Il m’arrive de ne pas accepter d’ordonnance pénale, si je m’aperçois que la personne possède des antécédents importants d’usage de stupéfiants. Dans ce cas, la comparution devant un juge est peut-être nécessaire, pour arriver à une prise de conscience, pour engager des soins. Il faut essayer de trouver dans notre « boîte à outils » des moyens d’aider le sujet de sortir de son addiction.

La consommation de cannabis a-t-elle réellement explosé ?J’ai du mal à quantifier l’augmentation. Je peux dire par contre que l’essentiel des ordonnances pénales concernaient auparavant des conduites en état alcoolique. Maintenant, sur une cinquantaine de dossiers que je traite, j’en ai à peu près une vingtaine avec du cannabis.

Je vais à l’hôpital psychiatrique deux fois par semaine (depuis 2011, la loi impose l’intervention d’un juge avant le douzième jour d’hospitalisation sans consentement). L’an dernier, j’ai rendu près de 350 ordonnances, soit une cinquantaine de dossiers en plus par rapport à 2016. Sur les 18-30 ans, un quart des hospitalisations est lié à une consommation de produits stupéfiants, ce qui est énorme. En général, du cannabis, la drogue ordinaire, que l’on prend pour se calmer, pour dormir le soir. On voit apparaître la cocaïne, qui est un peu comme la bouteille de champagne pour les fêtes. On se fait plaisir avec un petit rail de coke.

À travers votre expérience, que pouvez-vous dire sur les méfaits du cannabis ?L’usage provoque la psychose cannabique. Une modification de l’état de conscience. Sur les personnalités fragiles, il favorise l’apparition de failles importantes de type psychotique. Je n’évoque même pas les problèmes induits comme la désocialisation, les troubles de la concentration, le décrochage scolaire. Les gens connaissent très mal les effets du cannabis, en particulier les professionnels de la route. Le gars qui se fait un joint le week-end en boîte de nuit, ne se rend pas compte qu’il sera contrôlé positif au volant, le lundi ou le mardi. En plus, les cannabis sont beaucoup plus nocifs qu’avant, plus chargés en THC. Les drogues douces n’existent plus.

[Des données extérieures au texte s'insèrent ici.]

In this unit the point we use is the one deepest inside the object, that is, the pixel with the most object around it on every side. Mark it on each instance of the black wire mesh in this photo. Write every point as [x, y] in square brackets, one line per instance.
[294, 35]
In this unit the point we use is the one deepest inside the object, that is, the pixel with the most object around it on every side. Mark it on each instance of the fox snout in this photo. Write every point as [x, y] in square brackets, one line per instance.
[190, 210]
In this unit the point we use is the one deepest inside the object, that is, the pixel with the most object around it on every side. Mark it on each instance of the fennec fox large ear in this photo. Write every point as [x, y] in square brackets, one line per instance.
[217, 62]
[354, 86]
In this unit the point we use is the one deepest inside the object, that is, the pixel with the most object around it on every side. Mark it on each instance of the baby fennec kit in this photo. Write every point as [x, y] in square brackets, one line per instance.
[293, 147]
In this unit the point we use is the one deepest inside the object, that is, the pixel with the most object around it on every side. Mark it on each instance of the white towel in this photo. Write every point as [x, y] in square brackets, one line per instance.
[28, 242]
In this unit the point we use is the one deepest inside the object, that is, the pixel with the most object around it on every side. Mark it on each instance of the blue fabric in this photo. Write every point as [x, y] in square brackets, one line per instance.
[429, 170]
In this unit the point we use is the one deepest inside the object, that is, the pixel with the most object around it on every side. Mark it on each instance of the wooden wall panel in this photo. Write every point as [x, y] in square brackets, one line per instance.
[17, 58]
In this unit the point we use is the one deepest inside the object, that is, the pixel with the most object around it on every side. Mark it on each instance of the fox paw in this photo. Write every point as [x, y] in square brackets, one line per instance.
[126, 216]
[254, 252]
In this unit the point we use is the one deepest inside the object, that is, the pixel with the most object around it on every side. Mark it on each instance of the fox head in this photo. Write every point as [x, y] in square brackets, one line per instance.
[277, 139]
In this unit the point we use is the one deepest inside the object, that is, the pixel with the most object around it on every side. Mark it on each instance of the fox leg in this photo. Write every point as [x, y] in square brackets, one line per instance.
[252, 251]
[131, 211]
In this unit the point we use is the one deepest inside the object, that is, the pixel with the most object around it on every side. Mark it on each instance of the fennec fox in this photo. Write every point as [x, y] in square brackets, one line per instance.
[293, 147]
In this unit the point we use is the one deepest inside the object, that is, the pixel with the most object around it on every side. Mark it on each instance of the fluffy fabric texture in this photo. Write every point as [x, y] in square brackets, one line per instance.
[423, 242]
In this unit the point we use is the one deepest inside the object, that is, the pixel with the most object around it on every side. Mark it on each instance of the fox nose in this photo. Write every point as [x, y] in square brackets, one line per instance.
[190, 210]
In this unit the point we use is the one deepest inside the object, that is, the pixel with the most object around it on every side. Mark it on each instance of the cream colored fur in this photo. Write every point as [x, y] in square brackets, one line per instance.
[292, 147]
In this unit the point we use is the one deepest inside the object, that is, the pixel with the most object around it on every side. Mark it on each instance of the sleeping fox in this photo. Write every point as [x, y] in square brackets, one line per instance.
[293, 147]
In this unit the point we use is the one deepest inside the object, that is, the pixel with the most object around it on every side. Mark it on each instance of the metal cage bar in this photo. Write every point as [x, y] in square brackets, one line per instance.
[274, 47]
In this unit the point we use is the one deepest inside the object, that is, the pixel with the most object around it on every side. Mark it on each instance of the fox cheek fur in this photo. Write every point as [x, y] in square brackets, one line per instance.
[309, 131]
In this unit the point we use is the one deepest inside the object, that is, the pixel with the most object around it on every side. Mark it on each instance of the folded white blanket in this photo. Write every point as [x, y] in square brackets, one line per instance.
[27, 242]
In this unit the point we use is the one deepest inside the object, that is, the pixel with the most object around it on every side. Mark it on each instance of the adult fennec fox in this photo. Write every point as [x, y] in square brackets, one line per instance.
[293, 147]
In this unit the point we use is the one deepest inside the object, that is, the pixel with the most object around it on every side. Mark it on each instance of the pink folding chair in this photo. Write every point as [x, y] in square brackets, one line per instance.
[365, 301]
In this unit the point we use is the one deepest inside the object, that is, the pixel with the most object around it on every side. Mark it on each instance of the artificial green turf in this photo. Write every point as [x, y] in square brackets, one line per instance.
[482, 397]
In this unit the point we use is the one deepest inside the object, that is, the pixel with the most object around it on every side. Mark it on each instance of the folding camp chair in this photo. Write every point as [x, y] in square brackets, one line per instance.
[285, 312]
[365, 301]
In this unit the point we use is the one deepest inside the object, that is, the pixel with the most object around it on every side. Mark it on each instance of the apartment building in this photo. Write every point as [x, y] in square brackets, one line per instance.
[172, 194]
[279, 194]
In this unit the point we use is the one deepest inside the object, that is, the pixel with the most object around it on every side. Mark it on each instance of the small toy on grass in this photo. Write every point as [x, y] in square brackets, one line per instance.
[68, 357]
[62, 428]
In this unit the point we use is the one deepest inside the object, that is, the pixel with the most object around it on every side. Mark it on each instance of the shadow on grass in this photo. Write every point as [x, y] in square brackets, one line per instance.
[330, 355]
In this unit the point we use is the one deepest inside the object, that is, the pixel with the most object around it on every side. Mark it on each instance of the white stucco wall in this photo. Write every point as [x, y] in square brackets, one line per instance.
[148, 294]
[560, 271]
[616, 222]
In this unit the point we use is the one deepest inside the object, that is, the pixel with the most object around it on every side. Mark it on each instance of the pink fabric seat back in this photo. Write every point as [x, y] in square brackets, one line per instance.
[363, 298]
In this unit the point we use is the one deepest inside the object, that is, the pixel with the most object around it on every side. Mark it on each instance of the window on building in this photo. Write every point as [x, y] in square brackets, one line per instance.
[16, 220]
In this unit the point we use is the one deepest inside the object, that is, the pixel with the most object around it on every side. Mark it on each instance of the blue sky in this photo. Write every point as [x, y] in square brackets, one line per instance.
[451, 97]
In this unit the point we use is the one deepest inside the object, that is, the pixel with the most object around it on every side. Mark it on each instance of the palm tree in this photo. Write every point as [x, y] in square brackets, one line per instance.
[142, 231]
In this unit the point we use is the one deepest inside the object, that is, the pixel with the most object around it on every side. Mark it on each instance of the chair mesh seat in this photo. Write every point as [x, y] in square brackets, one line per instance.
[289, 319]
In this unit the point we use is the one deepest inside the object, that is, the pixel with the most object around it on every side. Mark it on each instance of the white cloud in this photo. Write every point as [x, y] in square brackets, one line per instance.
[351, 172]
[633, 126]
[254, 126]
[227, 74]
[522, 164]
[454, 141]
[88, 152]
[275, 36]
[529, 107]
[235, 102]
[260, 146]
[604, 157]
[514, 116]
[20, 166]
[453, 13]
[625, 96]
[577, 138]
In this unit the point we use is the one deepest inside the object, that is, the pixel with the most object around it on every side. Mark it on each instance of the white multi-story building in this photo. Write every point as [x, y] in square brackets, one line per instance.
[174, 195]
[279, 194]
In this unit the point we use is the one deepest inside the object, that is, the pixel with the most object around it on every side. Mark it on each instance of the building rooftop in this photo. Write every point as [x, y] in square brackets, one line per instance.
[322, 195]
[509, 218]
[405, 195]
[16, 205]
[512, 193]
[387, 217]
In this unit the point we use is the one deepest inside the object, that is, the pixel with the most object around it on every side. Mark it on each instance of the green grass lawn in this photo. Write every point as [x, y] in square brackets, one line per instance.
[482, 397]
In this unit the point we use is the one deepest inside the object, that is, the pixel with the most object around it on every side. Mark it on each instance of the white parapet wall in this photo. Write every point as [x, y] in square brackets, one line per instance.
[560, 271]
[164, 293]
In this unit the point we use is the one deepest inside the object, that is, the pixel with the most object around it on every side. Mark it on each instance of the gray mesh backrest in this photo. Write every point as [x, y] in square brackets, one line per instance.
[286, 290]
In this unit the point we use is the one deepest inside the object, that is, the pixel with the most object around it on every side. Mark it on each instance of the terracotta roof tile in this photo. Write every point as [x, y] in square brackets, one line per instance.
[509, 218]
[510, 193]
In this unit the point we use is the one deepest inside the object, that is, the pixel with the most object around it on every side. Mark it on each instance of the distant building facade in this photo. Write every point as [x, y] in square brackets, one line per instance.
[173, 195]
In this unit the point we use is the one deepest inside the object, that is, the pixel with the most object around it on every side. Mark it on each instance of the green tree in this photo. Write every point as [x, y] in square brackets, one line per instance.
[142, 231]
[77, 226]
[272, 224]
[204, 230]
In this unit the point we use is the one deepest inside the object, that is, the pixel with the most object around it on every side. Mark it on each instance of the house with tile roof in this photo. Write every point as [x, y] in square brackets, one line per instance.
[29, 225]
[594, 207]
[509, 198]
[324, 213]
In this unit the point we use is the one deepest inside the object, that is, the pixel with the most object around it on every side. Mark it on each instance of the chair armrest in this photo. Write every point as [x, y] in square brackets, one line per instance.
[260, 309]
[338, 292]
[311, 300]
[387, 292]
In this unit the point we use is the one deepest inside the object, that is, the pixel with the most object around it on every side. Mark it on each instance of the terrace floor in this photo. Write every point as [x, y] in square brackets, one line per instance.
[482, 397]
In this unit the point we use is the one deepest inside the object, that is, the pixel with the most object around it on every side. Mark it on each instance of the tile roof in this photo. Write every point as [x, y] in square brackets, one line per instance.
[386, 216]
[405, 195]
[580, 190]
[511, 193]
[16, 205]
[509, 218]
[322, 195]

La dépénalisation, vous n’y pensez même pas ?

Ce serait catastrophique. L’argument selon lequel on autorise l’alcool ne tient pas. Ce n’est pas parce que l’on a une drogue dure avec laquelle on est extrêmement complaisant que pour autant il faut en rajouter une autre. L’alcool est culturellement accepté, on est moins désociabilisé en buvant. Mais les effets du cannabis sont tout autant sinon plus redoutables que ceux de l’alcool. Avant de parler de dépénalisation pour désengorger les tribunaux, mieux vaudrait réfléchir à l’éducation. Faire peur aux jeunes, ça ne sert à rien. Il est préférable de les faire réfléchir sur la manière de conduire leur vie

On pourrait penser que la Haute-Loire est relativement privilégiée, sur le plan de la délinquance en général. Qu’en est-il concernant les stupéfiants ? N’allons pas croire que la Haute-Loire soit épargnée. Tout le monde sait qu’il y a des dealers professionnels qui vendent aux portes des lycées de Monistrol-sur-Loire, de Roche-Arnaud et de La Chartreuse. Il y a une très grande porosité entre la plaque urbaine stéphanoise et l’est de la Haute-Loire. Le département est un territoire de consommation et d’échanges de stups. D’ailleurs les « clients » que j’avais à Saint-Étienne avant, je les retrouve au Puy.